At each section, <span style="color:green"> (xx points) </span> indicates the number of points of the entire section (labs are graded out of 10).

## <span style="color:green"> 1. Help on Theory </span>
This part is only meant to be read and is **optional**. It will hopefully give some understanding of the expectations that come up all the time in Dynamic Programming. 

### <span style="color:green"> 1.1. Trajectories and Expectations</span>
*Optional read. This paragraph aims at clarifying why the expectations show up everywhere in the formulas, and what they mean intuitively. If you're interested, give it a read!*

At the heart of Reinforcement Learning is the idea of interactions between Agent and Environment.

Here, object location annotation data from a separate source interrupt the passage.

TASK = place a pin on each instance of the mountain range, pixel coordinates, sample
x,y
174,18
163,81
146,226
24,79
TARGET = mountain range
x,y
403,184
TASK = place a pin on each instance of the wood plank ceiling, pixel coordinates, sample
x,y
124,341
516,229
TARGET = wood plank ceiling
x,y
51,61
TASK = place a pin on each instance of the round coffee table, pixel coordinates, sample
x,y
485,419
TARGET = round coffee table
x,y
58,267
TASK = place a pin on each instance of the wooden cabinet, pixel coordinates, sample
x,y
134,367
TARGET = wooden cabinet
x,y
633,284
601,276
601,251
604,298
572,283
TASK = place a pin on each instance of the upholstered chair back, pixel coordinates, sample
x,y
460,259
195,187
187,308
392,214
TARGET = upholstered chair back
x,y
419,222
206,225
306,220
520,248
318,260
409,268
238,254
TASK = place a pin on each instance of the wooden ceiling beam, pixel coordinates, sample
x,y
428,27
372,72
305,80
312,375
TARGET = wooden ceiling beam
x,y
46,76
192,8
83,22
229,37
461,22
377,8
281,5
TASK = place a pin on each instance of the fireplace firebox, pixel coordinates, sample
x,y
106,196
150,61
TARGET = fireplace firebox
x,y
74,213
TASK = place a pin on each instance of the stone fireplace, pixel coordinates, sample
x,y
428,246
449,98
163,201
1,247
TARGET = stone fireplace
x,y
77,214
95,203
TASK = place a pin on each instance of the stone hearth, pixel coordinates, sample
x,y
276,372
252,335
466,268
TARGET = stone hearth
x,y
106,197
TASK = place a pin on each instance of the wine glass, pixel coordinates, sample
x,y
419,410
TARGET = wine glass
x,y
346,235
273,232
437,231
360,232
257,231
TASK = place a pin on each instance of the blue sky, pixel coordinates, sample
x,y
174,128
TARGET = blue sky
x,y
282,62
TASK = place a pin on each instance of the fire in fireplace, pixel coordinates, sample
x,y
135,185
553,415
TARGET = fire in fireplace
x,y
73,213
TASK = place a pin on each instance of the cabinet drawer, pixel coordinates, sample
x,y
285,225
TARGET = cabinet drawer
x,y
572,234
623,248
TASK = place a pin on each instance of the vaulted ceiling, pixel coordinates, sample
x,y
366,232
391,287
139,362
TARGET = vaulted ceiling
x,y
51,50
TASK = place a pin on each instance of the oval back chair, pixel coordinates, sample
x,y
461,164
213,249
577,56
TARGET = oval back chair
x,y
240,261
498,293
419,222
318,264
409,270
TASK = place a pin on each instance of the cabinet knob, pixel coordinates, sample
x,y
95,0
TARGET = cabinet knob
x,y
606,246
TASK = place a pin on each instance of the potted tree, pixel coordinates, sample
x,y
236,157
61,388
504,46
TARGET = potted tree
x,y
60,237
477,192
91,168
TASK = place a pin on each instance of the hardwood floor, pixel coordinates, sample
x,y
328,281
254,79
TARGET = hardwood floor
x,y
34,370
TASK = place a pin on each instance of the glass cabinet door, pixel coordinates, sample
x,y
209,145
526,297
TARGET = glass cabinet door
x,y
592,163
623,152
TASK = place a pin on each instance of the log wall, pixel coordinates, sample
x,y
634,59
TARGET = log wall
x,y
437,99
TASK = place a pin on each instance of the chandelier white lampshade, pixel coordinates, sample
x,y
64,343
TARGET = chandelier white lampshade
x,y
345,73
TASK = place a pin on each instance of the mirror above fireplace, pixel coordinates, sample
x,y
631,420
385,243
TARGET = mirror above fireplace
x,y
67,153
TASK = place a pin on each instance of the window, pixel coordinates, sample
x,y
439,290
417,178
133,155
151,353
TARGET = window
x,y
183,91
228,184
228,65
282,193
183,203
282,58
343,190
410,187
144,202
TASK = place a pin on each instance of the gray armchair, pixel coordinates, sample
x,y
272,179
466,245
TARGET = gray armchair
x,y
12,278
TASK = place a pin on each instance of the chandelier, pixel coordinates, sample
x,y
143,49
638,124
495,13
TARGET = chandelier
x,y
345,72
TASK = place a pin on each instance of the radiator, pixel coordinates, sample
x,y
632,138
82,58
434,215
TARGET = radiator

These interactions give rise to a **trajectory** of 3 alternating elements: state, action, reward; and the next state to repeat the process. A trajectory is therefore 
$$ \tau = \left( S_0, A_0, R_1, S_1, A_1, R_2, S_2... \right) $$
It is crucial to understand that a trajectory is generated by two distributions - from $S_t$ to $A_t$ sampling from the Agent's policy $\pi$, and from $S_t,A_t$ to $R_{t+1},S_{t+1}$ sampling from the Environment's dynamics $p$.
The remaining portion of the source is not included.